■「河童橋」は必須の立ち寄りスポット

梓川の清流に架かる「河童橋」は上高地のシンボル。上高地で最も活気あるエリアだ

 上高地は、北アルプスから流れ出る梓川に沿って広がる山岳リゾート。標高1,500mに位置し、連なる3,000m級の山々、清らかな川の流れ、透明度の高い池や湿原などが点在する山岳景勝地だ。

 最も有名なスポットは梓川に架かる「河童橋」だろう。上高地バスターミナルから歩いて3分ほどの距離にあるこの橋は、梓川に架かる木製の吊り橋。背景に穂高連峰が広がる絶好のビュースポットであり、川の下流を向くと焼岳の姿も見える。周囲には山小屋やレストラン、売店などが集まり、リゾートの中心となる場所だ。ここを拠点にさまざまな散策ルートに出かけよう。

上高地では野生のニホンザルとよく遭遇する。適切な距離を保って観察しよう
上高地のメインスポット「河童橋」

■上高地をより深く知れる「上高地ビジターセンター」

上高地全域がわかるイラストが飾られた「上高地ビジターセンター」のインフォメーション

 河童橋のたもとから梓川の左岸を少し進むと「上高地ビジターセンター」がある。この施設では上高地の自然に関する展示や映像を上映し、植物や、動物・鳥・昆虫などの生き物、地形や地質といった幅広い分野について情報発信している。展示にはかみ砕いた説明文が添えられているため理解を深めやすく、あれこれ見て回るのが楽しい。

 施設内のミュージアムショップには、花や野鳥の本、オリジナルのバンダナや手ぬぐい、野鳥のぬいぐるみなど、上高地にまつわるグッズが揃ううえにデザインもいい。また、建物の入り口には2代前の河童橋の欄干の一部が保存されており、これも見逃せない。

 自然観察のガイドウォーク(有料)も開催してるので、案内とともに上高地の自然を体験するのもおすすめだ。

岩石の展示コーナー。難しい説明とともに「簡単に言うと……」とかみ砕いた説明が添えられている
「上高地ビジターセンター」

■梓川の両岸の散策コースをめぐる

河童橋周辺の梓川右岸コースは山小屋やレストランなどが点在していて活気がある

 上高地の散策コースは梓川の左岸と右岸の両方にあり、どちらのコースも歩きやすく整備されている。河童橋から上流の横尾まで向かうルートはトレッキングシューズ推奨だが、下流の大正池に至るコースはスニーカーでもOKとされるエリア。本格的な登山ではなく、「上高地をちょっと散策したい」というなら河童橋から大正池を結ぶルートがおすすめだ。

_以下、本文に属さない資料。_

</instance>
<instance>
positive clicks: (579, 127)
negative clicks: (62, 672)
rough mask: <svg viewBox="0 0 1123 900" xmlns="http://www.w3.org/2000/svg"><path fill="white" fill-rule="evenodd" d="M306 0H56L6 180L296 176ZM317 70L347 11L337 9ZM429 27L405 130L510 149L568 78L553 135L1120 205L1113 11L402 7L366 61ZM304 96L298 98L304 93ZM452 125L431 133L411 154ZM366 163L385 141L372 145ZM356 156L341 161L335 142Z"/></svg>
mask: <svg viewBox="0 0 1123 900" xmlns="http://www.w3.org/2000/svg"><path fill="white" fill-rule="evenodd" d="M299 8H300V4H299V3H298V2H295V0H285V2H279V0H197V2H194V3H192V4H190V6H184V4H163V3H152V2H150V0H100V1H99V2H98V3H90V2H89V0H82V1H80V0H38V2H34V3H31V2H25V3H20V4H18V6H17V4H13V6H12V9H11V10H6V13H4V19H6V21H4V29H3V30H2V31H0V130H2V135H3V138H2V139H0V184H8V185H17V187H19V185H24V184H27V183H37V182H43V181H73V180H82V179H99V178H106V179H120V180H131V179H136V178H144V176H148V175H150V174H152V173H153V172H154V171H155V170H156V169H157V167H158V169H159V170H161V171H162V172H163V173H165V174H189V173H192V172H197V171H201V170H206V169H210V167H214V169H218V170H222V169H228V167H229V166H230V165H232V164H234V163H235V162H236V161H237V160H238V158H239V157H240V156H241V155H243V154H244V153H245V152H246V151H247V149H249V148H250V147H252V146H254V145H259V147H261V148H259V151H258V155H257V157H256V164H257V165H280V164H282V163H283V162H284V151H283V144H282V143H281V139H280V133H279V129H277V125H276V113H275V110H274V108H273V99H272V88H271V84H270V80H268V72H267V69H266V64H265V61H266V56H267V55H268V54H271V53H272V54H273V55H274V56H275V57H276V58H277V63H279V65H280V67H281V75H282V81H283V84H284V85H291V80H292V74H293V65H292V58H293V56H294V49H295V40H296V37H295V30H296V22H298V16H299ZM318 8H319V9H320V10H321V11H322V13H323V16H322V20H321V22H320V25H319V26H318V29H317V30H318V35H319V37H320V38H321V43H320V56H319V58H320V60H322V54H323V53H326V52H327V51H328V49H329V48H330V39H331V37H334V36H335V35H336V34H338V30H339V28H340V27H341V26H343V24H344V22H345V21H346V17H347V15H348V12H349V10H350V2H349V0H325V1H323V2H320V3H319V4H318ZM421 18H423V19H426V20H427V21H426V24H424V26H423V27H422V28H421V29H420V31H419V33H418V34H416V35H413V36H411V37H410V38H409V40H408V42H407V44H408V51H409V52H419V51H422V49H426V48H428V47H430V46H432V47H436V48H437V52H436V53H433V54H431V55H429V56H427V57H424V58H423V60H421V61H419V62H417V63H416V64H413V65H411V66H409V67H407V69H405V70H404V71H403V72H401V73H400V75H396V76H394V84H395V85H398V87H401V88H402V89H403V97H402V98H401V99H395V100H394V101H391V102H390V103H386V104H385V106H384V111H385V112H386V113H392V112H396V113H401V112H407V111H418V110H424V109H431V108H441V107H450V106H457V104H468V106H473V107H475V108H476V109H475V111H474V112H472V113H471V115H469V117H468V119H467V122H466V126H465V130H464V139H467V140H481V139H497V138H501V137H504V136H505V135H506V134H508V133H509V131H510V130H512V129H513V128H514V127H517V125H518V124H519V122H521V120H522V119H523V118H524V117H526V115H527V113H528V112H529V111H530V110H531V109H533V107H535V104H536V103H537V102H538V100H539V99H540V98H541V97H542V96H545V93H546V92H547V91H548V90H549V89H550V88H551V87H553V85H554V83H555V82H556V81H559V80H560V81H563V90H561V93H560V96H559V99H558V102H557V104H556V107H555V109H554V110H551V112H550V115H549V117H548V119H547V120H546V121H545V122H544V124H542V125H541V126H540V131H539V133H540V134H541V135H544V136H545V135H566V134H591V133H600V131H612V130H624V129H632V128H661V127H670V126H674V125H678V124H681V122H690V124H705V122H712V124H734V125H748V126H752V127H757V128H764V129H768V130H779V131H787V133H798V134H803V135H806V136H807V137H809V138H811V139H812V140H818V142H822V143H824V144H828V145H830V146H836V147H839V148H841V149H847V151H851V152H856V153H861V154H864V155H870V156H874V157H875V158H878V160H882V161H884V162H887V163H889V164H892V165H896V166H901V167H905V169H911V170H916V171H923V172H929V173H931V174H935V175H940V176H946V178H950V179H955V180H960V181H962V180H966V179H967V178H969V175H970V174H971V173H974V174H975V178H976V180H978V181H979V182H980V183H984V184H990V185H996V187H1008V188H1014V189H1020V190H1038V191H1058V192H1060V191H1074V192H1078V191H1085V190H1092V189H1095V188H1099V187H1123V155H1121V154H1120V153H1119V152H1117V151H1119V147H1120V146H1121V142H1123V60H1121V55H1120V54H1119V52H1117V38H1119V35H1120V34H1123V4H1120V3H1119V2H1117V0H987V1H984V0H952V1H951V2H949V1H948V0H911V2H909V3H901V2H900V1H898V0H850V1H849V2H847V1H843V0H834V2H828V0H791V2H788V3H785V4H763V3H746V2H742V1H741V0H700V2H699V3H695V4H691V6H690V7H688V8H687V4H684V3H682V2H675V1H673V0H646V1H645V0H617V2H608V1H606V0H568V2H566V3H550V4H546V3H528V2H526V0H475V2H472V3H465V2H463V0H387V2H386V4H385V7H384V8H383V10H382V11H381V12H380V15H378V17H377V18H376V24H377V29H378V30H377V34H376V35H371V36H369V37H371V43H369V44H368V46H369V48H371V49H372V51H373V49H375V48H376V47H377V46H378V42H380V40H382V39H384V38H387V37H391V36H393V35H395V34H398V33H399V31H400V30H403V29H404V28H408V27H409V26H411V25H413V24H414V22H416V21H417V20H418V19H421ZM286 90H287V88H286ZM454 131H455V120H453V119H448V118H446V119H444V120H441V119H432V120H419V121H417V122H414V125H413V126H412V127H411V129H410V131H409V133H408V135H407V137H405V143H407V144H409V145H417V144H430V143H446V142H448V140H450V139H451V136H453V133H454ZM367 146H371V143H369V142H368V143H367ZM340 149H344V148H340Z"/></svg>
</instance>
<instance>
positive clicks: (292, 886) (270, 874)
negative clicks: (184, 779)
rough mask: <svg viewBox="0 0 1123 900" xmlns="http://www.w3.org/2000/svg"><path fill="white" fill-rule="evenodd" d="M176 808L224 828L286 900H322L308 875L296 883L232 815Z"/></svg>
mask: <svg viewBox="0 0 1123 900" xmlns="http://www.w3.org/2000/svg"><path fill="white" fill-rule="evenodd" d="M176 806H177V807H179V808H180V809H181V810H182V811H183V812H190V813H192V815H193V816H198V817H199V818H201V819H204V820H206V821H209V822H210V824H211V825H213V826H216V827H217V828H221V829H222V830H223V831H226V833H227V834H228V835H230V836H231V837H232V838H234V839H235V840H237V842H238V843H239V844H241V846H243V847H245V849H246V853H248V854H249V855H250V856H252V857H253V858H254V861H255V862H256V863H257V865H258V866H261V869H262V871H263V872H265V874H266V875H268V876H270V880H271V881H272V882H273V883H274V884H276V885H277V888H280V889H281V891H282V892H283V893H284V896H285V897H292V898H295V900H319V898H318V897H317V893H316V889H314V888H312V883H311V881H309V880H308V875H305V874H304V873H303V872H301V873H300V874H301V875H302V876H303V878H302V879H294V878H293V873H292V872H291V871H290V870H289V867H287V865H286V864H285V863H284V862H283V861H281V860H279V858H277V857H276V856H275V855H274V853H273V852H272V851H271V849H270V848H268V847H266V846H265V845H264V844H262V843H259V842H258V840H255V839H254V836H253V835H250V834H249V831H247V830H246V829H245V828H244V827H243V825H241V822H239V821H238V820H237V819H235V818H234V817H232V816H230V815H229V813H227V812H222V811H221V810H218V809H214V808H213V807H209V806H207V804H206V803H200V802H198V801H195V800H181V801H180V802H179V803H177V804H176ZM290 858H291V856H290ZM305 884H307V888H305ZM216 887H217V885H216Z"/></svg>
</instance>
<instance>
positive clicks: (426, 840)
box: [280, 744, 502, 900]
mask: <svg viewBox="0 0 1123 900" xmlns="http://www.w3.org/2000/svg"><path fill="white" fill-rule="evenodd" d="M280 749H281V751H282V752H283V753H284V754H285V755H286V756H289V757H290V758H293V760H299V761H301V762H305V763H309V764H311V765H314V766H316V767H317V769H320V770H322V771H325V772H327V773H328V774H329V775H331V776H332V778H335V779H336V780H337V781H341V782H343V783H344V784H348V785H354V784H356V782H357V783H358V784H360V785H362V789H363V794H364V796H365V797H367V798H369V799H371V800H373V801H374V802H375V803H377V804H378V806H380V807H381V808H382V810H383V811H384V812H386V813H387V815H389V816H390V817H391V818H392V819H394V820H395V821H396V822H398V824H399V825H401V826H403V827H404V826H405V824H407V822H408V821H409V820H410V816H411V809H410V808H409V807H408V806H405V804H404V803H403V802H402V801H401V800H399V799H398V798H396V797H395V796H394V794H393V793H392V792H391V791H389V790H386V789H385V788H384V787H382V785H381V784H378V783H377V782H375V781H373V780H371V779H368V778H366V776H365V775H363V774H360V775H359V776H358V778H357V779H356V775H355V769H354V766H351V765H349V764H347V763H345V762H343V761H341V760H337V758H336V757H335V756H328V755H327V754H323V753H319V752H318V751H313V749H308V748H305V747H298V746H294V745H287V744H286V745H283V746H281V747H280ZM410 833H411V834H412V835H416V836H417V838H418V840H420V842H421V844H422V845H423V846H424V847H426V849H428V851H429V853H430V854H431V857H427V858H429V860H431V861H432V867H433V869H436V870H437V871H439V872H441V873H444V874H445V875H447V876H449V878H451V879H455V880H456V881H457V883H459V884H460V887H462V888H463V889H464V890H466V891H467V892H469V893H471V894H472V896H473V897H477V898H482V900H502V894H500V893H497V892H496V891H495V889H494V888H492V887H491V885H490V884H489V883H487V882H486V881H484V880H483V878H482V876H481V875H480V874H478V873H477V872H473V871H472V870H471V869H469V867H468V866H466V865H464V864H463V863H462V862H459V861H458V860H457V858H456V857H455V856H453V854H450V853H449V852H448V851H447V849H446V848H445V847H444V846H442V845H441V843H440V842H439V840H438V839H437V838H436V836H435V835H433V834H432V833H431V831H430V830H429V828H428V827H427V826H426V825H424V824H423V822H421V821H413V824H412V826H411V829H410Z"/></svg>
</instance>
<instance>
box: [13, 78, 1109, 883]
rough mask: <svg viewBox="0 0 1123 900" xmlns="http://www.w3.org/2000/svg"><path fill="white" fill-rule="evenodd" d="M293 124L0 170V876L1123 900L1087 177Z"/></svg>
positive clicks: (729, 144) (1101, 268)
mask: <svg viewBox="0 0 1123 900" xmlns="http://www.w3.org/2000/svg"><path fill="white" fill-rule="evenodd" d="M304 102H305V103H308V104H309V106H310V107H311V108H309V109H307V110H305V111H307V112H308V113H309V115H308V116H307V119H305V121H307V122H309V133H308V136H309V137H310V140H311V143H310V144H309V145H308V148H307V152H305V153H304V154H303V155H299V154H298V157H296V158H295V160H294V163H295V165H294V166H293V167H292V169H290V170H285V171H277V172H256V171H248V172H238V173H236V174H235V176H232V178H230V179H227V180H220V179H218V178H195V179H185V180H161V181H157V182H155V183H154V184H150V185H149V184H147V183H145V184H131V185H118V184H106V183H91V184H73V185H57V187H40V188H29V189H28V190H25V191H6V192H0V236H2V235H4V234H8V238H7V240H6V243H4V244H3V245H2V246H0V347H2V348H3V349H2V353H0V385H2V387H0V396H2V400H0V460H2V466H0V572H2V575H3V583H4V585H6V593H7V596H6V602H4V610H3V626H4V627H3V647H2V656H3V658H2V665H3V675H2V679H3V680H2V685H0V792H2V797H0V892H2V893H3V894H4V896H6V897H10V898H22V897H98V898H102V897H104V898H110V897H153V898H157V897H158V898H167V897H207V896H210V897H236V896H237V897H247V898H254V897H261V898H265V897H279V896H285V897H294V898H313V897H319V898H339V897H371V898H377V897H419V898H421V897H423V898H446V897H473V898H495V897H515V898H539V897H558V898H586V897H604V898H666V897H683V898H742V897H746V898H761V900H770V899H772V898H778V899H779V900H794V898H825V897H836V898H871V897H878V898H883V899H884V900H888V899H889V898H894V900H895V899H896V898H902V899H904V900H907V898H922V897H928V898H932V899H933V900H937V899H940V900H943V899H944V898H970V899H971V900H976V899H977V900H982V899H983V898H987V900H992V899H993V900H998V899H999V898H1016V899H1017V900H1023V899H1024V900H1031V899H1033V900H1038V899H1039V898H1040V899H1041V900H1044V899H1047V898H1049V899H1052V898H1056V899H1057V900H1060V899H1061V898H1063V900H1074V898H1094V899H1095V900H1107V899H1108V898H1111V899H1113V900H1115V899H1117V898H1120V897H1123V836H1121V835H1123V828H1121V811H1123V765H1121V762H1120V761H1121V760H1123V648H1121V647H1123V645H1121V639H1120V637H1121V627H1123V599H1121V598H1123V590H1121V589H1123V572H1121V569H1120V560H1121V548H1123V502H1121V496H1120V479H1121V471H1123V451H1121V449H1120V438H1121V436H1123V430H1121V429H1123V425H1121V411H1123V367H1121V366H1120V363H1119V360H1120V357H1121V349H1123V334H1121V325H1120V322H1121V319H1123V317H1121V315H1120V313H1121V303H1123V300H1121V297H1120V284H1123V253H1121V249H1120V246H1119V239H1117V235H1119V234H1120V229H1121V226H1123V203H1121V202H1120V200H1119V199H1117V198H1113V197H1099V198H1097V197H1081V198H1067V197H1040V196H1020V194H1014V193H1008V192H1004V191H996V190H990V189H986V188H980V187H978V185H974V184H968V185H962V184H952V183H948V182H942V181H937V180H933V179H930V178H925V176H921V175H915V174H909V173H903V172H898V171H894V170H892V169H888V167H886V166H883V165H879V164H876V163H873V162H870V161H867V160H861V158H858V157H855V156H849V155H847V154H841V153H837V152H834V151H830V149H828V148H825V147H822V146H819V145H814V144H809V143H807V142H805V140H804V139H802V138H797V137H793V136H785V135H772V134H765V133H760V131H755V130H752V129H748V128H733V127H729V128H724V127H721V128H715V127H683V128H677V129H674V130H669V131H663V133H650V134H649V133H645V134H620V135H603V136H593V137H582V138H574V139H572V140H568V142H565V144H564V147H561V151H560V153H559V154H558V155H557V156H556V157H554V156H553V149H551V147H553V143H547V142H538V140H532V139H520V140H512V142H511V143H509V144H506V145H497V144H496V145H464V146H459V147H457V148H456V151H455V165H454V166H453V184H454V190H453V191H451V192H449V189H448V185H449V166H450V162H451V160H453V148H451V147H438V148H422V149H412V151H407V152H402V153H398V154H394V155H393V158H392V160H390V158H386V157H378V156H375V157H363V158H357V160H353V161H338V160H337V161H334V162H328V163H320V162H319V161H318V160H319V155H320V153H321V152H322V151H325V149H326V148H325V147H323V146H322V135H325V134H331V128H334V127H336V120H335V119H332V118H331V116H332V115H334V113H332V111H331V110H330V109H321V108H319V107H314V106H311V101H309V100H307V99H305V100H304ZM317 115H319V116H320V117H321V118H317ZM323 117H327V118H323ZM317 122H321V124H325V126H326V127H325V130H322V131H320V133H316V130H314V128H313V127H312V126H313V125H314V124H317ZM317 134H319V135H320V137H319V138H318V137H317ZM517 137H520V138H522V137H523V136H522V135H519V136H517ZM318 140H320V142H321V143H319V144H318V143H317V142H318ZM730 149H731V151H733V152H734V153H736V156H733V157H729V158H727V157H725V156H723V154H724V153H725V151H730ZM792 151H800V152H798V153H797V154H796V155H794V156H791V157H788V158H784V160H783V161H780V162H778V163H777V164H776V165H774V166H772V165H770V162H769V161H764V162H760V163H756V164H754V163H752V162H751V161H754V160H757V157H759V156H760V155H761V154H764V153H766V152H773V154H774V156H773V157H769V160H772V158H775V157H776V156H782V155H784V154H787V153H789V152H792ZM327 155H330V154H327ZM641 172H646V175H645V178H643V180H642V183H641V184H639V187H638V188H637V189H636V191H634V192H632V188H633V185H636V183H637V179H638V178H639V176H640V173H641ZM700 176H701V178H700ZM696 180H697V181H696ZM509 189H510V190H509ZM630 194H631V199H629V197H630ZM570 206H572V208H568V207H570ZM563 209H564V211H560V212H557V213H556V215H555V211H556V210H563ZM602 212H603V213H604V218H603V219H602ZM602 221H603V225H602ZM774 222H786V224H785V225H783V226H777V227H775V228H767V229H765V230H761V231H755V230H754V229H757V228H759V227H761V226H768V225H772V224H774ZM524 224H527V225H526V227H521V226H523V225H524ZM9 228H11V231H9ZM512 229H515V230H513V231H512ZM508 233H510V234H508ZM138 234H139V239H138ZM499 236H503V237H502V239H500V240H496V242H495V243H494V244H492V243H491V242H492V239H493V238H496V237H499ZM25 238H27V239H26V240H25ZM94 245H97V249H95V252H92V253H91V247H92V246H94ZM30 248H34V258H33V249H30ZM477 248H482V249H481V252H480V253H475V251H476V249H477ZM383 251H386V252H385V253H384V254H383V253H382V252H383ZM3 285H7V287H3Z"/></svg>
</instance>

 河童橋から梓川右岸・左岸どちらのコースを下っても田代橋で合流し、右岸は山小屋やレストランが点在し、途中で有名スポットのウェストン碑も通る。これに対して、左岸コースは焼岳を正面に眺めながらカラマツ林を下っていく景観美を楽しみながら歩けるルートだ。

カラマツ林の静かな道が延びる梓川左岸コース
上高地のウォーキングルート

■大正池の絶景も必見

大正池から眺める雄々しい焼岳。上流側を向くと穂高連峰が見える

 河童橋から田代橋までの所要時間は、左岸も右岸も歩いて30分ほどの距離。田代橋で折り返して河童橋に戻ってもいいが、もう少し足を延ばして大正池まで歩くと絶景と出合える。大正池は大正4(1915)年に焼岳の噴火によって梓川がせきとめられ一夜にしてできあがったもの。水没した原生林が立ち枯れの木々として今でも残っている。そして、水鏡のような水面に穂高連峰と焼岳が逆さに移る景観が神秘的だ。

 河童橋から大正池までの距離は約4km。片道約80分。往復3時間ほどなので朝から歩きだせばちょうどお昼どきに河童橋まで戻って来られる。上高地を散策しながら、景観、グルメ、ショッピングと自然あふれる山岳リゾートをたっぷり満喫していこう。